As to the press leaks on the makeup of the International Access Authority, the Secretary said, we had not put this proposal to the Soviets but had been discussing it with our Allies. When Khrushchev read about it in the newspapers, he rejected it because of the provision for West German membership. We are not going to argue about a hypothetical question with the West Germans. So far the Soviets have been talking about access to a Berlin from which we are removed.

In response to Brandt’s question as to whether the Berliners feel that the recent Warsaw Pact Declaration2 might portend a stronger engagement of the Warsaw Pact Powers and a pushing ahead towards a peace settlement, the Secretary commented that we could not, of course, stop the Soviets from signing a peace treaty. What was important was the alleged consequences for us. The question was whether they would have a sort of Bolz-Zorin arrangement,3 or tell the GDR to do nothing, or let the GDR attempt to control our access. We were a little inclined, on balance, to think they should not proceed with their peace treaty at the present time. He did not think the other Warsaw Pact members, with the exception of the GDR, played much of a role in this situation. Mr. Bohlen suggested that a more likely interpretation of the Warsaw Pact Declaration was that this obtained the endorsement of the Pact countries for further deferral of the peace treaty deadline.

Mayor Amrehn stated that the danger of such declarations is that it raises the prestige factor. He wondered whether the question of status had arisen in the Secretary’s talks with the Soviets with particular reference to the ties of the West Berliners with the Federal Republic as they have developed over the past thirteen years. The Secretary said that, on the latter point, the matter of these ties had been referred to briefly some times before. We, of course, had made our legal situation clear long ago in terms of the reservation we had entered on certain articles of the Bonn Constitution. However, we have always insisted that the West Berliners, as far as the other side is concerned, must have freedom to establish [Page 192] whatever relations they wish with the outside world, including the Federal Republic, and that this is intimately linked to the viability question. Because the discussion had centered on other matters, this question has not arisen with the Soviets in any direct way. As to the question of status proper the Soviets are, of course, talking about eliminating the occupation status. Since this is unacceptable, other aspects of status have not arisen.

Mayor Brandt thanked the Secretary for his presentation and added that he would like to emphasize the necessity to take some action to create holes in the wall by political means. This might be done within the framework of the Federal Republic trade negotiations with the GDR, through the International Red Cross, through some action by the Western Powers vis-a-vis the Soviets, or finally by some effort to mobilize world opinion, e.g., using the Human Rights Commission of the UN (Brandt added that the last point was not the position of the Federal Government in Bonn). The Secretary said we would discuss this matter in Bonn. We have not come forward with any proposals on the wall because we did not want to seem to give the wall status by accepting its presence. When he had raised the question with Dobrynin, the latter had said this is not a subject for the Soviets but for the GDR.
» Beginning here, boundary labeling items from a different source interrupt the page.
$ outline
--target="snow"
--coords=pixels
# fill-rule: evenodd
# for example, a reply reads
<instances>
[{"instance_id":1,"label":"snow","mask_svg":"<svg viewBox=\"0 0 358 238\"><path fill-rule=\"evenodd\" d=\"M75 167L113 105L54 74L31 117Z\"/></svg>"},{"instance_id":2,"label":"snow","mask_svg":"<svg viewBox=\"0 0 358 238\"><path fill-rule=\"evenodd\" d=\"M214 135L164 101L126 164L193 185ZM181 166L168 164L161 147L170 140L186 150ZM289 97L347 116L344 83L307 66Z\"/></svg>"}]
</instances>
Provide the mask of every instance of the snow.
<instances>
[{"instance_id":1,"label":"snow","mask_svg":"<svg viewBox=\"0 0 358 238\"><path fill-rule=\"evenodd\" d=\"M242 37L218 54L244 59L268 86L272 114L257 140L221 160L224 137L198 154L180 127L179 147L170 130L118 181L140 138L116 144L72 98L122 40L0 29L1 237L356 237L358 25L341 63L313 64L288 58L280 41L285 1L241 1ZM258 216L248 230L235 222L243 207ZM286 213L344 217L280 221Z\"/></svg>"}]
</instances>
At this point the discussion terminated and the participants left for the Golden Book Ceremony.

  1. Source: Department of State, Central Files, 110.00–RU/6–2162. Secret. Drafted by Hillenbrand on June 22 and approved in S on June 25. The conversation was held in Mayor Brandt’s office.
  2. A record of Rusk’s conversation with De Gaulle on June 20, transmitted in Secto 13 from Paris, June 20, is printed in vol. XIII, Document 255.
  3. For text of the June 7 Warsaw Pact declaration, see Pravda, June 10, 1962.
  4. Regarding the Bolz-Zorin letters, exchanged on September 15, 1955, see footnote 3, Document 8.